The Reich better not stomp out basque music. Bach is amazing...

Africa is officially divided between four empires, and I doubt India is satisfied with the current borders. The question is who they'll fight to expand.

The Wars of Religion in the Reich... that event sounds fun. Let's just hope that, when all is said and done, the heresies are gone and the Reich is whole.
 
The Reich better not stomp out basque music. Bach is amazing...

Africa is officially divided between four empires, and I doubt India is satisfied with the current borders. The question is who they'll fight to expand.

The Wars of Religion in the Reich... that event sounds fun. Let's just hope that, when all is said and done, the heresies are gone and the Reich is whole.
What is this basque music you speak of? The Basques are a protected minority living on the Hispanian-Gallian border.:p

Don't worry about the Wars of Religion. I'm only getting started...;)
 
What is this basque music you speak of? The Basques are a protected minority living on the Hispanian-Gallian border.:p

Don't worry about the Wars of Religion. I'm only getting started...;)

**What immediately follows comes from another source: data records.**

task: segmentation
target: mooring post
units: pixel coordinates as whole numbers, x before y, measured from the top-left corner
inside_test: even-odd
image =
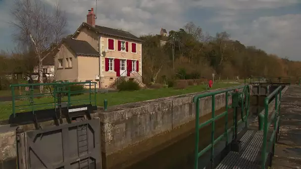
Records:
[[[103,108],[104,111],[107,110],[107,100],[106,99],[103,100]]]
[[[234,139],[231,142],[231,149],[232,151],[239,152],[241,149],[241,142],[238,140],[237,134],[238,131],[238,120],[237,120],[237,112],[238,108],[239,107],[240,96],[240,94],[238,92],[238,89],[236,89],[234,92],[232,94],[232,107],[234,108]]]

Woops. Well, you know what I meant. Besides, you just had a Hungarian revolt.
 
Chapter 111: Revelation

Friedrich woke up to the smell of something burning. He attempted to rush out of his bed, only to find he wasn't in bed. He stumbled around for the door to his room, only to find there was no door. He was outside, in a grassy meadow. Sunlight streamed down in his face.

"What the..." he muttered, "Where am I?"

The smell of the burning came from over a nearby hill. Curious, he walked up to the top of the hill, and looked down on a scene of pure devastation.

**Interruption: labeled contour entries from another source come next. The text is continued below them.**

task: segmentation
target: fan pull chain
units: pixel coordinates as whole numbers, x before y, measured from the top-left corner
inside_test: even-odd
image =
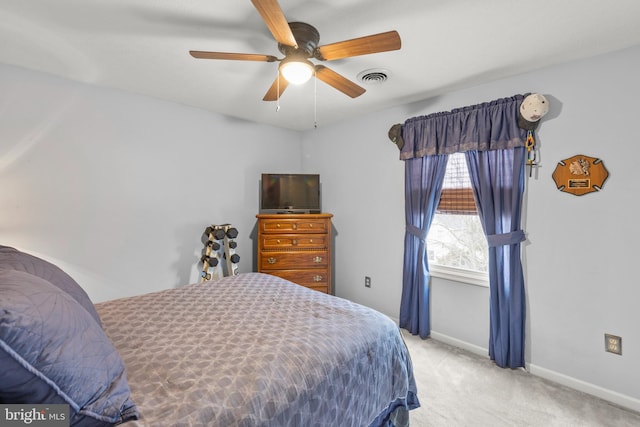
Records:
[[[315,67],[313,69],[313,127],[318,129],[318,79]]]
[[[280,70],[276,74],[276,113],[280,111]]]

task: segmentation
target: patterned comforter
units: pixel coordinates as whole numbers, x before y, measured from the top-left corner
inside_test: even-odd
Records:
[[[389,318],[275,276],[96,308],[140,412],[126,427],[400,426],[419,406]]]

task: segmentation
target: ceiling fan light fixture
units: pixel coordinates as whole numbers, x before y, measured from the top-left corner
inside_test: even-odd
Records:
[[[280,63],[282,77],[294,85],[306,83],[313,76],[314,71],[313,64],[304,58],[286,58]]]

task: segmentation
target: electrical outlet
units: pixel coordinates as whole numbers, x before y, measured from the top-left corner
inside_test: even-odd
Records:
[[[622,337],[604,334],[604,349],[609,353],[622,355]]]

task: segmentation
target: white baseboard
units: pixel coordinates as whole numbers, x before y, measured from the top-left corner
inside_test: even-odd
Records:
[[[471,344],[471,343],[468,343],[466,341],[459,340],[457,338],[452,338],[449,335],[444,335],[444,334],[441,334],[439,332],[434,332],[434,331],[431,331],[430,336],[431,336],[431,338],[433,338],[436,341],[440,341],[440,342],[443,342],[445,344],[449,344],[449,345],[452,345],[454,347],[458,347],[458,348],[461,348],[463,350],[467,350],[468,352],[471,352],[473,354],[477,354],[479,356],[484,356],[484,357],[487,357],[487,358],[489,357],[489,350],[486,349],[486,348],[482,348],[482,347],[480,347],[478,345]]]
[[[461,341],[459,339],[452,338],[448,335],[431,331],[431,338],[433,338],[436,341],[443,342],[445,344],[462,348],[463,350],[467,350],[471,353],[474,353],[480,356],[489,357],[488,349],[482,348],[474,344],[470,344],[466,341]],[[591,383],[579,380],[577,378],[569,377],[567,375],[537,366],[532,363],[526,363],[526,369],[529,373],[531,373],[531,375],[535,375],[540,378],[544,378],[549,381],[553,381],[555,383],[570,387],[574,390],[578,390],[583,393],[590,394],[592,396],[606,400],[607,402],[611,402],[614,405],[620,406],[622,408],[640,412],[640,400],[634,397],[627,396],[625,394],[618,393],[616,391],[609,390],[609,389],[597,386],[595,384],[591,384]]]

Berlin lay before him, in all of its imperial splendor--imperial splendor that hadn't been wiped off the face of the planet, that was. The city had been incinerated in some large inferno, with the inner buildings completely leveled and the outer buildings still smoldering. The streets were blackened with scorch marks, ashes, and the shadows of incinerated pedestrians, seared into the stone by the intense heat and light. Ash and rain rained down all over the ruined city, and in the skies over Berlin there was a black cloud shaped like a mushroom, pulsating with dark, snakelike, and demonic lightning. Friedrich saw no signs of life anywhere in sight, not even a body.

There was a rustling sound behind him, and he turned to see two small figures, clothed in ruined loincloths, their hair wild, their eyes red, and their backs bent forward. Their arms were outstretched with long fingers and even longer nails. If the barbarians had been men once, they weren't now.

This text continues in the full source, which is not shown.